Le Conseil national s'est prononcé en faveur de ce projet de loi, outil alternatif pour le droit de la famille, dans le cas d'un divorce pour la garde des enfants

C'est une « réforme significative du droit de la famille », a souligné le ministre d'état, Serge Telle, au moment du vote du texte. Le projet de loi n° 922 relatif à la résidence alternée vient d'être adopté par le Conseil national. Un texte qui introduit cette notion dans le droit monégasque, en évolution avec la société, « dans l'intérêt primordial de l'enfant », a souligné Thierry Poyet, rapporteur du projet de loi devant la Haute assemblée. Cette nouvelle législation place la possibilité d'une résidence alternée pour un enfant à partir de trois ans.

« Tandis que le gouvernement avait initialement retenu l'âge de six ans, il a été préféré celui de trois ans, afin d'apporter davantage de souplesse au mécanisme. Bien que le prononcé de la résidence alternée devrait rester relativement rare en dessous de l'âge de six ans, cela permettra toutefois au juge d'y recourir lorsque l'intérêt de l'enfant le commande », explique le rapporteur.

« Si chacun se plaît à dire que la résidence alternée apparaît comme la forme la plus achevée de la coparentalité, votre rapporteur ne veut l'imposer ni comme la bonne solution, ni comme la mauvaise, mais simplement comme un outil alternatif et suffisamment souple pour permettre au juge de se prononcer dans l'intérêt de l'enfant ».

Quid du chef de foyer ?

En toile de fond, cette loi œuvre pour un nivellement international - la plupart des pays d'Europe ayant intégré la garde alternée dans leur arsenal juridique - mais aussi pour une égalité homme/femme en Principauté, dans le statut de chef de foyer.

En effet, l'article 9 prévoit le versement par moitié, à chacun des parents, des allocations familiales en cas de résidence alternée. « Votre rapporteur a bien évidemment conscience de se heurter à une difficulté d'ordre juridique tenant à l'identification même des avantages sociaux, lesquels ne sont actuellement pas définis au sein de la loi fixant le régime des prestations familiales. De la même manière, il est tout aussi conscient du fait que l'outil technique visant à la répartition pour moitié de ces mêmes avantages sociaux devra être adapté. Pour autant, si l'on raisonne en termes de principe, ces arguments ne sont pas suffisants, aux yeux de la Commission, pour retarder la consécration d'une mesure qui participe de l'égalité femme/homme », note Thierry Poyet.

Un point de vue entendu par le ministre d'état sur le siège, qui a déclaré que « le gouvernement partage cette préoccupation visant à designer la mère comme chef de foyer à titre subsidiaire, dans les cas où le père viendrait à ne pas ouvrir de droits aux allocations familiales ».

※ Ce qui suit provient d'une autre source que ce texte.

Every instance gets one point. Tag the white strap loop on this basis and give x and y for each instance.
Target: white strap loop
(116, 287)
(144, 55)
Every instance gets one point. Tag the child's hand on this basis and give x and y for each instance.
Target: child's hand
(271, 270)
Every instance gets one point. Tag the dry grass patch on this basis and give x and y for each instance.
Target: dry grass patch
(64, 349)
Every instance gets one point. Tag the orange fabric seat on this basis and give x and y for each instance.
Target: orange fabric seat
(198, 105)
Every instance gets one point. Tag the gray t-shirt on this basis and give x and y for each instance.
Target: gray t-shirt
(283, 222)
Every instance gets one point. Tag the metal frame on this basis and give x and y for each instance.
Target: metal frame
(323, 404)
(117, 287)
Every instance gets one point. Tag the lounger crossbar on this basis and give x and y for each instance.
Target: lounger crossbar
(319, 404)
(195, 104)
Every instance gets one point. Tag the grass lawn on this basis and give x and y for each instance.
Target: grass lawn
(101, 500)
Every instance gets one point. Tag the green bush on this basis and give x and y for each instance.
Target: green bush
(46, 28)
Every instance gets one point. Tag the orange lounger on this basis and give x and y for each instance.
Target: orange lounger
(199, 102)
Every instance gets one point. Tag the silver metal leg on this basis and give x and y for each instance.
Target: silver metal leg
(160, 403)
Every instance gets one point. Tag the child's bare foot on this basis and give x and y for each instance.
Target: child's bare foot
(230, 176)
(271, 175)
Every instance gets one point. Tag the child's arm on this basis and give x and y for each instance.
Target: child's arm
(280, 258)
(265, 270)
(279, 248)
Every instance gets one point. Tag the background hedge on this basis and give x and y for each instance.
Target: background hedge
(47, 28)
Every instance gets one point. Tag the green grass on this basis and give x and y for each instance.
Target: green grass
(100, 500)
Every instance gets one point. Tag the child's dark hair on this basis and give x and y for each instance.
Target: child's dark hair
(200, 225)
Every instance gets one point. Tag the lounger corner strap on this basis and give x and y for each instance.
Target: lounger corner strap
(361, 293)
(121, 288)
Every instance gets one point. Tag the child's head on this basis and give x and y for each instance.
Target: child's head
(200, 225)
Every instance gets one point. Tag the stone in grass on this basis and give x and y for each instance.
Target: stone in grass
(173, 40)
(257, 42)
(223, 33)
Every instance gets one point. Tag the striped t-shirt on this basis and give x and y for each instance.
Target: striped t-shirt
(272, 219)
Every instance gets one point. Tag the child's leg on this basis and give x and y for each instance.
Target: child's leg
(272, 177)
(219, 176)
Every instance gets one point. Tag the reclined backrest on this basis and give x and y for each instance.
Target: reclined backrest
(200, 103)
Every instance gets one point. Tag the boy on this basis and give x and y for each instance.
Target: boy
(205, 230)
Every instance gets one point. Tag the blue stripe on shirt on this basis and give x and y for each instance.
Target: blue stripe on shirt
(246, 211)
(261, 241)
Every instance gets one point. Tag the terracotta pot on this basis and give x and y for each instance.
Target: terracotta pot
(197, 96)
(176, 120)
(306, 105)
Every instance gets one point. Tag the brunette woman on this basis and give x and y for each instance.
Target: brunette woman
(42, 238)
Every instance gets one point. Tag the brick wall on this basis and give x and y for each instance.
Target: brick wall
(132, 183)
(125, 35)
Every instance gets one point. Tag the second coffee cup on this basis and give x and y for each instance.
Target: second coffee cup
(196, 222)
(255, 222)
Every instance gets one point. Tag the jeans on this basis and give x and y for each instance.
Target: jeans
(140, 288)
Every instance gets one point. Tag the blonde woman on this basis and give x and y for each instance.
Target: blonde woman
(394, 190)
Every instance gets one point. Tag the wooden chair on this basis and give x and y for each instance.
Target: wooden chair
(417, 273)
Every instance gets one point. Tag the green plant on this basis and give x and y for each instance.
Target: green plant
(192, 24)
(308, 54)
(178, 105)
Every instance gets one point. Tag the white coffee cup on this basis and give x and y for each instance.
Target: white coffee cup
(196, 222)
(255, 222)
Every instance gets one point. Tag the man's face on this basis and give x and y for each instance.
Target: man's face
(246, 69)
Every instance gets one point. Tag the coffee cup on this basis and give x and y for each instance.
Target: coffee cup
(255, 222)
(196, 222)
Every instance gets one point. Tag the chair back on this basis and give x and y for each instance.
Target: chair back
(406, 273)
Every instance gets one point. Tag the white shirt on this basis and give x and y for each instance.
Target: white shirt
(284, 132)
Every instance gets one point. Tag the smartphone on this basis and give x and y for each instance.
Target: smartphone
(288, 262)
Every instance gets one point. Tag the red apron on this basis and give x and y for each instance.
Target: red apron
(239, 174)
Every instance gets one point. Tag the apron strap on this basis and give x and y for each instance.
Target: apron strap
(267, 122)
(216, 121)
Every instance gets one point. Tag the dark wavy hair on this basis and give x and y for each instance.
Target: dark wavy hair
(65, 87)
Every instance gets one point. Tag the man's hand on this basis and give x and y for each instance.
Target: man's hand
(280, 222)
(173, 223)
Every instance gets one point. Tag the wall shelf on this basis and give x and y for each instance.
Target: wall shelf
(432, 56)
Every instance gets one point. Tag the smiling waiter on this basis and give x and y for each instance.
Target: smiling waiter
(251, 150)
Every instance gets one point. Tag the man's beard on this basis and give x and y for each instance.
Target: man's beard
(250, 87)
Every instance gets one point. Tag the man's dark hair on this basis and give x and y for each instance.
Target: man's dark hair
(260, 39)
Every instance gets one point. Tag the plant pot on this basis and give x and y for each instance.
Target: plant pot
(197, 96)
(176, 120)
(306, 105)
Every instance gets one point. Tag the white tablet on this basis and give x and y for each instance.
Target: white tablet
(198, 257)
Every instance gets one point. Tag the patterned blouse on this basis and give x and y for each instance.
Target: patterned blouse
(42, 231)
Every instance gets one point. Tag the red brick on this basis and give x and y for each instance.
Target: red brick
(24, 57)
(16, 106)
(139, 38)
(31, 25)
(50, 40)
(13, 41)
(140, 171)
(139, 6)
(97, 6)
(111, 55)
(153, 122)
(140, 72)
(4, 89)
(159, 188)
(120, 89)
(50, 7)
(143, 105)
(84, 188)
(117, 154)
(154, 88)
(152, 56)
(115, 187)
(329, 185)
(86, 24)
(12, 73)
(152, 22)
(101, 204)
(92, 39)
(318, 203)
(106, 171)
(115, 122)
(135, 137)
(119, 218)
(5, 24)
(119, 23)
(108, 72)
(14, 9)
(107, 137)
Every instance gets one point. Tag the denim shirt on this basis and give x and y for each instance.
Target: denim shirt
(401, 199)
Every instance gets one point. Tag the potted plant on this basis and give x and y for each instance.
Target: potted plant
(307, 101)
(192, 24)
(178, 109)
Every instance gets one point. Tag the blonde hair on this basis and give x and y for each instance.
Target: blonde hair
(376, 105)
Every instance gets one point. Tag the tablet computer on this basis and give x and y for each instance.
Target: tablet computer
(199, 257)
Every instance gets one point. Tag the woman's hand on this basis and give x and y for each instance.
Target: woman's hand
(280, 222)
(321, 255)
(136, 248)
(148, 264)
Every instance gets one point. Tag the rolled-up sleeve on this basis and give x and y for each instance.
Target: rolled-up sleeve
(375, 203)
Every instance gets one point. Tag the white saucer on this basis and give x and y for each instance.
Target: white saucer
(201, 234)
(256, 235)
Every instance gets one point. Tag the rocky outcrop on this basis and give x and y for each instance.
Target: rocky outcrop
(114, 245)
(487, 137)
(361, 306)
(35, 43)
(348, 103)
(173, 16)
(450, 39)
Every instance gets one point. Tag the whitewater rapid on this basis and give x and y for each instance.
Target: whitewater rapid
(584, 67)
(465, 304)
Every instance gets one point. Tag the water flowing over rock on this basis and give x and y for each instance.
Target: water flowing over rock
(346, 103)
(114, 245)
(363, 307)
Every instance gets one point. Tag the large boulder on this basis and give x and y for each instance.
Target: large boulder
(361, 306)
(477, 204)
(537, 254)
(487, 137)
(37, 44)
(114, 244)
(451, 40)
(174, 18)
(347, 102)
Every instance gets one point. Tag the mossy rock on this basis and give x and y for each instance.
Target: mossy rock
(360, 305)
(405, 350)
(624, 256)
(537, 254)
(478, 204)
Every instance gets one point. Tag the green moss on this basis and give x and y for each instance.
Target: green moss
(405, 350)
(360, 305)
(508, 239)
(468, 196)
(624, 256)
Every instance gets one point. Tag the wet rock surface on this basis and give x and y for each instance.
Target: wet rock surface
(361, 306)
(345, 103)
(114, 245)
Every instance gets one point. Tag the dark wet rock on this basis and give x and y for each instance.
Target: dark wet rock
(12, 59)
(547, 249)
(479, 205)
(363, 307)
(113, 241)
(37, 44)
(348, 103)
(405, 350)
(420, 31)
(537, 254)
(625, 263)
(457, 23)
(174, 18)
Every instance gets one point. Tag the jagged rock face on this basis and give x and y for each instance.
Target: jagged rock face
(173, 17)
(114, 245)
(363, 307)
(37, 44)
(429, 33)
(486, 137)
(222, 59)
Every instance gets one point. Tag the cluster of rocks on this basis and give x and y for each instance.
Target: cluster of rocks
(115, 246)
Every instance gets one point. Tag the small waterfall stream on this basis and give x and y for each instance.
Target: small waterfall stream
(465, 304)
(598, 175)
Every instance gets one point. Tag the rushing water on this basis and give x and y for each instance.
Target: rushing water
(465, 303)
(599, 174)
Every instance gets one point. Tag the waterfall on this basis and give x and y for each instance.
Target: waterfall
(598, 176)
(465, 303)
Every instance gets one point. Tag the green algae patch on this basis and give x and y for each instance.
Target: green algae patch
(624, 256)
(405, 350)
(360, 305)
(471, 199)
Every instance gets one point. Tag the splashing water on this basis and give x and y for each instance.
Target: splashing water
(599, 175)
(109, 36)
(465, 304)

Sur la question toute tendance confondue - et chacun avec leurs styles, tous les bords des élus estiment l'évolution du statut de chef de foyer nécessaire. Favorable au projet de loi, Béatrice Fresko-Rolfo (HM) l'envisage bon pour « le maintien d'un relationnel fort entre les parents et l'enfant qui doit prévaloir sur toute autre considération ». Et l'élue de déclarer « qu'il est temps d'entamer une réflexion plus globale sur le chef de foyer. Dans une résidence alternée, il y a deux foyers distincts, pour 15 jours la maman doit être considérée comme chef de foyer. Il y a des choses à faire sur cette notion ».

Le sujet échauffe aussi Jean-Louis Grinda (UM), « la pratique actuelle discriminatoire. Le bricolage de ce projet de loi. Les femmes et leurs enfants n'ont pas les mêmes droits que les hommes et leurs enfants. Une femme divorcée aurait plus de droits qu'une femme mariée. C'est le comble de l'absurde. Ce sont les forces du tiroir-caisse qui luttent contre ces changements. Il est grand temps de sortir du Moyen-Âge ».